Le monde du livre distingue habituellement les systèmes de copy left et de copy fair. Dans le système de copy left, la commercialisation est libre à condition que toutes les améliorations apportées aux logiciels soient connues de tous. Le système des copy fair conditionne la commercialisation des connaissances à une forme de réciprocité, par exemple l’adhésion à une association. La réciprocité constitue sans doute la condition sine qua non à la pérennité de l’économie des communs sur le long terme.

Relations entre les communs et l’État

La ville de Gand représente un bon exemple de l’articulation qui peut exister entre le monde des communs et l’État. Depuis seize ans, la municipalité gantoise est gouvernée par une coalition rouge-vert-bleu (Parti socialiste flamand, écologistes et libéraux), alliant justice sociale, sensibilité écologique et pragmatisme entrepreneurial. La ville de Gand a ainsi développé un fonctionnariat mobilisé en faveur des transitions écologiques dans cette commune de 300 000 habitants. Une des traductions concrètes de cette politique est l’installation de services de proximité (hôpitaux, écoles, etc.) dans tous les quartiers de la ville.


La municipalité gantoise procède aussi couramment au « découpage » des appels d’offres. Ce procédé dissuade les grosses entreprises de candidater et, au contraire, encourage la participation des acteurs locaux de taille modeste. Ainsi, un million de repas délivrés aux cantines scolaires proviennent de produits issus de l’agriculture locale et sont acheminés via des transports écologiques, notamment des vélos-cargos.


La ville de Gand est également friande d’appels à consortium. Cette technique stimule la coopération entre acteurs locaux. Par exemple, Timelab, un « tiers-lieu » particulièrement actif dans le soutien de l’économie des communs, a réussi à établir un consortium de huit participants dans un bâtiment moyennant un loyer de 8 000 euros. Le loyer de chaque participant est calculé grâce à un système de comptabilité contributive.
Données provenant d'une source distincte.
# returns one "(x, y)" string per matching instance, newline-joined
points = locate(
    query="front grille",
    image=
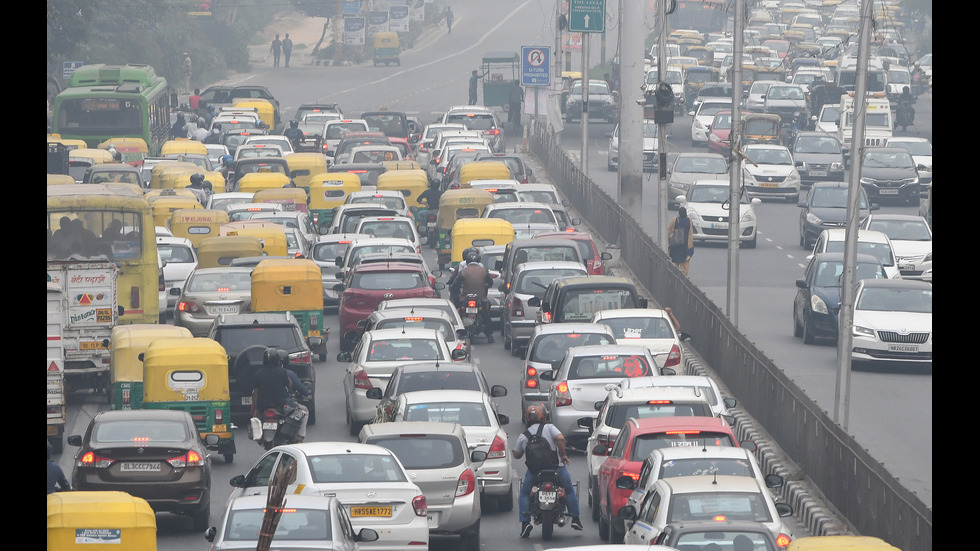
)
(911, 338)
La financiarisation des externalités négatives constitue une autre composante de l’économie des communs. L’association Terre de Liens en fournit un excellent exemple. Elle repose sur l’idée que l’agriculture biologique engendre logiquement peu de frais de dépollution de l’eau et contribue ainsi à diminuer les coûts de dépense publique. Par conséquent, l’argent épargné par la baisse de dépense publique peut être réinvesti dans le développement de l’agriculture biologique et l’économie des communs. A noter également qu’une coopérative énergétique de Gand, appelée EnerGent, a installé des panneaux solaires sur 6 % des toits de la ville (1 % dans les quartiers défavorisés).


Tous ces exemples posent une même question : comment une institution hiérarchique peut-elle soutenir les communs sans les phagocyter ? Il apparaît aussi que les projets défendus par des personnes éduquées issues des classes moyennes ou supérieures sont les plus soutenus par la municipalité. Pour l’instant, aucune solution n’a été apportée sur ce point. Le partage libre de ressources communes au sein de la communauté, sans notion de propriété individuelle, tel que l’a instauré Sensorica, pourrait représenter une piste à explorer.